Leitsatz

Der notwendige Inhalt eines Grundsteuermessbescheids – der Grundsteuermessbetrag, der Einheitswert und die Steuermesszahl – bindet auch den Rechtsnachfolger (sog. dingliche Wirkung des Grundsteuermessbescheids). Wird eine Neuveranlagung des Grundsteuermessbetrags nach einer Zurechnungsfortschreibung des Einheitswerts durchgeführt, beschränkt sich die Neuveranlagung auf die Bestimmung des neuen Steuerschuldners. Eine geänderte Steuermesszahl wird nicht berücksichtigt. Eine solche kann im Rahmen einer Neuveranlagung zur Fehlerbeseitigung Berücksichtigung finden.

 

Normenkette

§ 10 Abs. 1, § 13 Abs. 1 Satz 2, § 17 Abs. 1, Abs. 2 Nr. 2, Abs. 3 Satz 2 Nrn. 1 und 3 GrStG, § 182 Abs. 2, § 184 Abs. 1 Satz 4 AO, § 19 Abs. 3 Nr. 2, § 22 Abs. 2 BewG

 

Sachverhalt

Die Klägerin erwarb im Jahr 2014 ein bebautes Grundstück. Daraufhin erließ das FA gegenüber der Klägerin im April 2015 einen Einheitswertbescheid – Zurechnungsfortschreibung – auf den 1.1.2015. In dem Bescheid wurde aufgeführt, der Einheitswert betrage wie bisher 40.596 EUR. Zugleich erließ das FA einen Grundsteuermessbescheid – Neuveranlagung – auf den 1.1.2015, in dem der Grundsteuermessbetrag wie bisher mit 405,97 EUR gegenüber der Klägerin festgesetzt wurde.

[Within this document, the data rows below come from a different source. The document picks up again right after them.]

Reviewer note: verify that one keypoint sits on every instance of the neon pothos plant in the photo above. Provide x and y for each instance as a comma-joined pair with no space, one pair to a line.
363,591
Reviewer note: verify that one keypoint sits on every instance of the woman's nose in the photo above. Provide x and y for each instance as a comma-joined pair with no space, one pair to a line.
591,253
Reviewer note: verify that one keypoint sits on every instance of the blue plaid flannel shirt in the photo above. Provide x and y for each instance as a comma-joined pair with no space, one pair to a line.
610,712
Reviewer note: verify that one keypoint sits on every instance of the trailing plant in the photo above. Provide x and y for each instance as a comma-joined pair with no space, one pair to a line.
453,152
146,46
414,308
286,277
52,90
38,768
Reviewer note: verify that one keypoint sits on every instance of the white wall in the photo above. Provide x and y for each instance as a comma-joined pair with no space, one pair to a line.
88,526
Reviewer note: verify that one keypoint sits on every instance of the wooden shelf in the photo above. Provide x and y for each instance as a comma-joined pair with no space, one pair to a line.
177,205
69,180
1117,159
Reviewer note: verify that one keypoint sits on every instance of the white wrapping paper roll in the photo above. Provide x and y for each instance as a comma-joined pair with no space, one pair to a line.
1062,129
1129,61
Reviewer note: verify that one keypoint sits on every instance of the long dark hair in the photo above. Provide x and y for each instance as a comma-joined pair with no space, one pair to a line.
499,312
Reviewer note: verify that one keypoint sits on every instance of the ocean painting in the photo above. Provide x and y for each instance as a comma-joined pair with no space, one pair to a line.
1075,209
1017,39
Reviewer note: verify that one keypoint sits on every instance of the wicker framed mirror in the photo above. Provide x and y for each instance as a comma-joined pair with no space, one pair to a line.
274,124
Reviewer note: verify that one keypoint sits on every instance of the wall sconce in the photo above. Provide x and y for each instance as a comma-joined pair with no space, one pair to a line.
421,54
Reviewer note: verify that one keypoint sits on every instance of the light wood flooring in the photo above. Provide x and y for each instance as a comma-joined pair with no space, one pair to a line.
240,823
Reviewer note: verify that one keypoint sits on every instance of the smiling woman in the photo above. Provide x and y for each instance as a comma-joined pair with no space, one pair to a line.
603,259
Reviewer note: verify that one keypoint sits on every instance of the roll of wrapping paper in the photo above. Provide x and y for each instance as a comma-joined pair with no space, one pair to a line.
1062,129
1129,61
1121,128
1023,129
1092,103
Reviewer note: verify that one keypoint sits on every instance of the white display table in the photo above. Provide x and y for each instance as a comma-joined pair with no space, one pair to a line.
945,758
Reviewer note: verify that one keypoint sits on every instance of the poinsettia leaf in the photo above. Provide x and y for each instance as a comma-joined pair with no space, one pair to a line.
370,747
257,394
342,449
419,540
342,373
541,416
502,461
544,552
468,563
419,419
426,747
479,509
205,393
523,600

Nach erfolglosem Einspruch, den die Klägerin mit Leerstand der Gebäude und Verfassungswidrigkeit der Einheitsbewertung begründete, erhob sie im Jahr 2016 Klage vor dem FG. Im Klageverfahren machte sie erstmals geltend, anstatt einer Steuermesszahl von 10 v.T. sei eine Messzahl von 8 v.T. anzusetzen.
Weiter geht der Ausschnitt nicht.